Guardabosques o guardaparques de concesiones de bosque amazónico en el departamento peruano de Madre de Dios patrullan a diario sus territorios para monitorear el estado del ecosistema: registran rastros de animales para estudiar su comportamiento y amenazas, el estado de especies vegetales, y lo protegen de la entrada de actividades ilegales, como la minería o la tala.
Mario Yumbato, de 52 años y natural de Iquitos, trabajó en una petrolera durante 20 años pero se crió en la selva, quiso escapar de la perforación y encontró trabajo como guardabosque en la concesión de Arbio.
Machete en mano, distingue todo tipo de verdes, diferencia el canto de cientos de aves, advierte el sutil movimiento de monos en árboles lejanos y encuentra de forma mágica huellas casi invisibles de cualquier animal que ha pisado el bosque.
Todo este conocimiento que Mario heredó desde la infancia va de la mano de herramientas tecnológicas que monitorean especies y hacen recuento para posteriores estudios o planes de protección.
Por ejemplo, Yolimar Igarza, compañera de Mario en Arbio reconoce que su momento favorito del día como guardabosque es revisar las cámaras-trampa instaladas en lugares estratégicos de la selva que vigilan los movimientos de la fauna y sorprenden a venados, pequeños felinos o manadas de cerdos salvajes.
Vida cotidiana
Yolimar y su compañera Majo Canelón se turnan para ir una vez al mes a la ciudad de Puerto Maldonado, que está a más de dos horas en bote y otro tanto por trocha, para comprar comida, gasolina para la embarcación y otros productos de higiene y logística.
Pero no es la soledad de estar aislado de la civilización entre felinos, serpientes venenosas o arañas lo que temen.
“Tenemos miedo a que nos secuestren, miedo a que nos maten.

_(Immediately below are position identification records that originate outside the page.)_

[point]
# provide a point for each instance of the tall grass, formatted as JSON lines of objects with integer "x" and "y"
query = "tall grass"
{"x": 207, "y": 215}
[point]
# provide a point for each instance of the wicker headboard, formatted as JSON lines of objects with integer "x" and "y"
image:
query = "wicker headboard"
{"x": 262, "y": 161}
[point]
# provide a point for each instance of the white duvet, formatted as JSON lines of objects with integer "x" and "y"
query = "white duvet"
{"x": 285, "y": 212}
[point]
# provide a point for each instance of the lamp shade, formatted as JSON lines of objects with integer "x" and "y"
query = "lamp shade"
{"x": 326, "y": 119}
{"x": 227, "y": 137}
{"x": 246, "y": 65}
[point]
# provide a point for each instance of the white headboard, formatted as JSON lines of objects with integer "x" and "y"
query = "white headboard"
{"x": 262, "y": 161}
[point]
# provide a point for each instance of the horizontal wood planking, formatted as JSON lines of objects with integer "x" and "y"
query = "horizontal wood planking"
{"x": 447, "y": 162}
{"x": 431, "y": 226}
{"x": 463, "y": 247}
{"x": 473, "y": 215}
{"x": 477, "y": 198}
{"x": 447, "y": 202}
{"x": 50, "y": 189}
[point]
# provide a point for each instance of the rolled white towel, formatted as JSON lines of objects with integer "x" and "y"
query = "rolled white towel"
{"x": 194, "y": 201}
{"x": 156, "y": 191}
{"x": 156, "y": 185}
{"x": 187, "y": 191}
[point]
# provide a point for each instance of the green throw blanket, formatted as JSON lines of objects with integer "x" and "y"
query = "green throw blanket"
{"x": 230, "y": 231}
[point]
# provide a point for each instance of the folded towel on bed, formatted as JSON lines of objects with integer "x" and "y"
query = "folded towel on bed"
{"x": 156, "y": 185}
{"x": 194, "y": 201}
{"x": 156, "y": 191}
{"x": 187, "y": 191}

Miedo a que nos asalten en la concesión simplemente por eso, por saber que estamos diciendo la verdad o que hemos salido en los medios o que hemos puesto denuncias. Ese es el miedo del día a día”, dice en mitad del bosque.
Cáceres relata cómo una vez durante su patrullaje se topó con una banda de minería ilegal en busca de oro en el territorio que protegía y se sintió indefenso al no saber “cómo pueden reaccionar estas personas”, ya que normalmente van armados y ellos no.
“Yo solo iba con mis apuntes y mi cámara y ellos con armas, tuvimos que explicarles que no podían estar allí”, agregó tras añadir que luego tuvieron que informar a las autoridades de lo que estaba ocurriendo.
“No soy mucho de oficinas”, reconoce Cáceres que lleva diez años como guardabosques y que ha probado trabajar en la ciudad, pero siempre acaba echando de menos la selva. Su objetivo es ver un jaguar de cerca y todos los días se recuerda su sueño antes de empezar a trabajar.